Good Shepherd Lutheran

Take A Rest – Mark 2:23-3:6
Wouldn’t that be convenient if we could just drop the Sabbath altogether, seeing how busy we all are? We’d sure get a lot more accomplished if we didn’t have to go to church. Maybe we could even get in an extra round of golf.
But look through the Gospels. Jesus never once dismisses the Sabbath or says that it’s something we can ignore. Instead, He bursts in to liberate the Sabbath from the clutches of the Pharisees. He bursts in to reframe the Sabbath and to help us all remember what it’s really all about.
Many of us are like those Israelites. We’re caught up in work with our eyes so focused on the grindstone that we don’t see God’s good gift of the Sabbath right in front of us. Our sense of self, our self-importance and our anxieties about all the things that we need to get done, distract us from the truth.
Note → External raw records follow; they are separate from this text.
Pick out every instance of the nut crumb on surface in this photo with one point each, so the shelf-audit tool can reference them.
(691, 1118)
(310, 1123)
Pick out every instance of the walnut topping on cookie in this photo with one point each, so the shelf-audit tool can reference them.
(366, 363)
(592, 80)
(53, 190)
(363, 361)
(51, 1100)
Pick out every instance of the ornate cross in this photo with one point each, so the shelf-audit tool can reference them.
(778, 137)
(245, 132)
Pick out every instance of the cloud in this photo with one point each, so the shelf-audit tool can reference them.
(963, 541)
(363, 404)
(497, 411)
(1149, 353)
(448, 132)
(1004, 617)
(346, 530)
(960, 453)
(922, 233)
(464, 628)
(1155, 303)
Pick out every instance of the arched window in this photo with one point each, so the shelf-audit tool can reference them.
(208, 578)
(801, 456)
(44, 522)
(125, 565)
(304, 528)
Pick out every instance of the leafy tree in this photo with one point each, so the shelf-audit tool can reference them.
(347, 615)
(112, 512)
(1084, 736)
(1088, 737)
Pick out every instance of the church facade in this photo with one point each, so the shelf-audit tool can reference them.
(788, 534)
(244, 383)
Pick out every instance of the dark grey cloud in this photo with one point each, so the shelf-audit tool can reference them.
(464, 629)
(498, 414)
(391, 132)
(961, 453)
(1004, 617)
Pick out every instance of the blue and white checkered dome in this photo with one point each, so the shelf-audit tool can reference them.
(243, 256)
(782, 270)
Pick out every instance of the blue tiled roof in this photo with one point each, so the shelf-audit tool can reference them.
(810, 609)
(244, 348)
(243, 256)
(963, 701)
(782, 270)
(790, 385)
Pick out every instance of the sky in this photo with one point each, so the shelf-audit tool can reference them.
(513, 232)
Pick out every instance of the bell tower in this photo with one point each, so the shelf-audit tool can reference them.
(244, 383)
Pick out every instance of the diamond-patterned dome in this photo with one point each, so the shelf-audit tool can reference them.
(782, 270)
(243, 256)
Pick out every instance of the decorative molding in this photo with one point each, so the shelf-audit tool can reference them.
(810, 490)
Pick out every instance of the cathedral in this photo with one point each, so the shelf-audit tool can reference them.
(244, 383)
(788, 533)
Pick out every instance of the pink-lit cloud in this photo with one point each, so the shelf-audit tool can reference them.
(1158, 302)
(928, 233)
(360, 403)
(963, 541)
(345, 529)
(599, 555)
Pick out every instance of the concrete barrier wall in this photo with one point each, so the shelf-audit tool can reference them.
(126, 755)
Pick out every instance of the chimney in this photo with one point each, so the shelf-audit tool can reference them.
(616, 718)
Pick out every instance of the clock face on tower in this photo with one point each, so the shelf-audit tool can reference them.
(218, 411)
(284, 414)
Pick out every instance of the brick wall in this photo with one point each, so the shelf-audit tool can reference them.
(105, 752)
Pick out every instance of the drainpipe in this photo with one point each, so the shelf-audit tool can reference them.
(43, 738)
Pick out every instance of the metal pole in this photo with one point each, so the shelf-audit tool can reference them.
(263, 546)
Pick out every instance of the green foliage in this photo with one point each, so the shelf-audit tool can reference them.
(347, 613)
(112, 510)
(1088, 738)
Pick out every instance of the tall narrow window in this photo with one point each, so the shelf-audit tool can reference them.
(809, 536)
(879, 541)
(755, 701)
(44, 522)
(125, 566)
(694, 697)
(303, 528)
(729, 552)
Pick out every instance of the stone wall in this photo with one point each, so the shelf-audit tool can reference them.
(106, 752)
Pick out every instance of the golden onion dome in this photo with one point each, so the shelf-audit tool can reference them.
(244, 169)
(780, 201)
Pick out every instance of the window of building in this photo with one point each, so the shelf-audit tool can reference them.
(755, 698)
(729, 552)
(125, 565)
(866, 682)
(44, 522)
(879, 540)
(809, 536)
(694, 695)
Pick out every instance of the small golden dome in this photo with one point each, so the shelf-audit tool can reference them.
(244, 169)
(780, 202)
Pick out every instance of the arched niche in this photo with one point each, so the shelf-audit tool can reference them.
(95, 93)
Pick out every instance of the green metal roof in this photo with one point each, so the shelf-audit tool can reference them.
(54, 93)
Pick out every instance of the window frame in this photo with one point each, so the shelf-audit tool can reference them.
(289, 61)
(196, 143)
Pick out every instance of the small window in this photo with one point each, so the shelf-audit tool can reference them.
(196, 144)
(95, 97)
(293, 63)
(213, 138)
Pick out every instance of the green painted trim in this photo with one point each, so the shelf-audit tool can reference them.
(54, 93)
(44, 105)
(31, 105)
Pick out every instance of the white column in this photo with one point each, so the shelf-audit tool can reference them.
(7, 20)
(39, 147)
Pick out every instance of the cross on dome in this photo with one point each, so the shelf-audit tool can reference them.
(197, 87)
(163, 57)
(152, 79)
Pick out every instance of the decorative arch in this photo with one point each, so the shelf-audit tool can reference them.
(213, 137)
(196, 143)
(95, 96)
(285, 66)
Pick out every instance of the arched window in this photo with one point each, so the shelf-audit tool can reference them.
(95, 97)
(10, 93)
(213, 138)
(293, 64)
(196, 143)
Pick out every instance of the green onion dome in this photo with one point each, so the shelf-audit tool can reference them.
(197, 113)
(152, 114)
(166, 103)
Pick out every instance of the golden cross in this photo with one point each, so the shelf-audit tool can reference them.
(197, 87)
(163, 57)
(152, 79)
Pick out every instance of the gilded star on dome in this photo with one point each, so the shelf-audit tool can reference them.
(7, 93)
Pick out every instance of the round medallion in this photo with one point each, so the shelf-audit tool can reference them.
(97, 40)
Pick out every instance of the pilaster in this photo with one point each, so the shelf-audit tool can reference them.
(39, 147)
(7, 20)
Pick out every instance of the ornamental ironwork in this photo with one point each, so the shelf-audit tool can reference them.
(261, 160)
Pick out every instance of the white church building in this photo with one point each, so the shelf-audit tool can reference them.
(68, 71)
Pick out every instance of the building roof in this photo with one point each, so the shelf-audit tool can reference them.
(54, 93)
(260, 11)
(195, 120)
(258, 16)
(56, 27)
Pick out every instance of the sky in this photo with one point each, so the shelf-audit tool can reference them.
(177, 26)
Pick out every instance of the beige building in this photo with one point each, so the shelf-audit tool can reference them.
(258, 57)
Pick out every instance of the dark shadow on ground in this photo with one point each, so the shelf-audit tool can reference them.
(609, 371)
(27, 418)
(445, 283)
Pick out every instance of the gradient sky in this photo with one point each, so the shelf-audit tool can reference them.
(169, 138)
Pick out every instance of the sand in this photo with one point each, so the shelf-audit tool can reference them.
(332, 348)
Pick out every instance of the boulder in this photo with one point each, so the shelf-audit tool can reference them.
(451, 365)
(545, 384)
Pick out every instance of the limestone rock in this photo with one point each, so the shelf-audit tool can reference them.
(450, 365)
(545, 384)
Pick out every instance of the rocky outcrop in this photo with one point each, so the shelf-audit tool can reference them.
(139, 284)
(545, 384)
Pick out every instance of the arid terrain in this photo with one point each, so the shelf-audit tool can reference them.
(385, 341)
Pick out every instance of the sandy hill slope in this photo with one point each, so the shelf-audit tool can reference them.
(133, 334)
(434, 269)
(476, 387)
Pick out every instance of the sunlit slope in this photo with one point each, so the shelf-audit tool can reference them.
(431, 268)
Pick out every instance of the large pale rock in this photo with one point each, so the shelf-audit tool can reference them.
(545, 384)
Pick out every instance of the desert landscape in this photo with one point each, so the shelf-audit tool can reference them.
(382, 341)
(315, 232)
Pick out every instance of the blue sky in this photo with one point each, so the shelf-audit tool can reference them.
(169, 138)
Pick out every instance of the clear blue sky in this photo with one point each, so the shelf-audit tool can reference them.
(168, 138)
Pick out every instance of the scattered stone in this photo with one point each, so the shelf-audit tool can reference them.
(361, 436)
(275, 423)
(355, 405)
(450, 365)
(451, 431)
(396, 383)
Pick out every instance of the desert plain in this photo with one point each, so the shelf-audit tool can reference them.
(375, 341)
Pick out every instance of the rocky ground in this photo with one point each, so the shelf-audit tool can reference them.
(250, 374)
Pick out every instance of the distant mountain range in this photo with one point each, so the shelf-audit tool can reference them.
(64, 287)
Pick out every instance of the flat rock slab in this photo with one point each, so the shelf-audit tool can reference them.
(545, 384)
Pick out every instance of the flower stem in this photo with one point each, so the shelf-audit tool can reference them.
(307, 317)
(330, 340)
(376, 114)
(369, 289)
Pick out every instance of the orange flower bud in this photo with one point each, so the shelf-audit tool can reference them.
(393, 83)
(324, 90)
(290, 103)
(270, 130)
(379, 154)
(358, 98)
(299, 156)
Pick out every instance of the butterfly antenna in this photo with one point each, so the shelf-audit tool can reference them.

We’ve been set free by the Sabbath. It’s a commandment that reminds us of our liberation from that fiction we tell ourselves. The one that says that everything depends on us.
This is hardly an authoritarian commandment, it’s a blessing. The Sabbath that we learn about from Jesus is free from the restrictions the Pharisees so gleefully imposed. Instead, it comes with commands like ‘take and eat’. Be nourished and strengthened, like the disciples wandering through the wheat field. It comes with commands like ‘be healed’, like that man with the withered hand in the synagogue.
On the Sabbath Jesus tells us: “Be healed of your afflictions. Be healed of stress. Be healed of the despair that says you’ll never get it all done.” On the Sabbath, Jesus says: “Don’t worry, I’ve got it under control.” Of course, He says that every day of the week, but it’s the Sabbath that allows us to cultivate the discipline of acknowledging this truth. To put things down in the knowledge that things will be okay because they’re out of our control and safe in Jesus’ hands.
For us, the Sabbath is still a disruption. It’s a weekly breaking in of God’s grace that’s sufficient to liberate us from our self-importance, our busy schedules, and our anxieties. The Sabbath is a breaking in of a tantalizing foretaste of a new economy. The economy of the Kingdom of God that’s free of stress, anxiety and work without rest.
When was the last time we allowed the Sabbath to be a disruption for us? Death may come to those who break the Sabbath, but life comes to those who keep it. Because of the grace of God, we can put down the tools of our trade whether they’re laptops, hammers or textbooks. We can stretch out, relax, and recharge, meditating on the grace of the economy of the Kingdom of God.
So, flaunt that grace in the face of the workaholic economy. Stretch out in God’s everlasting arms and take a rest.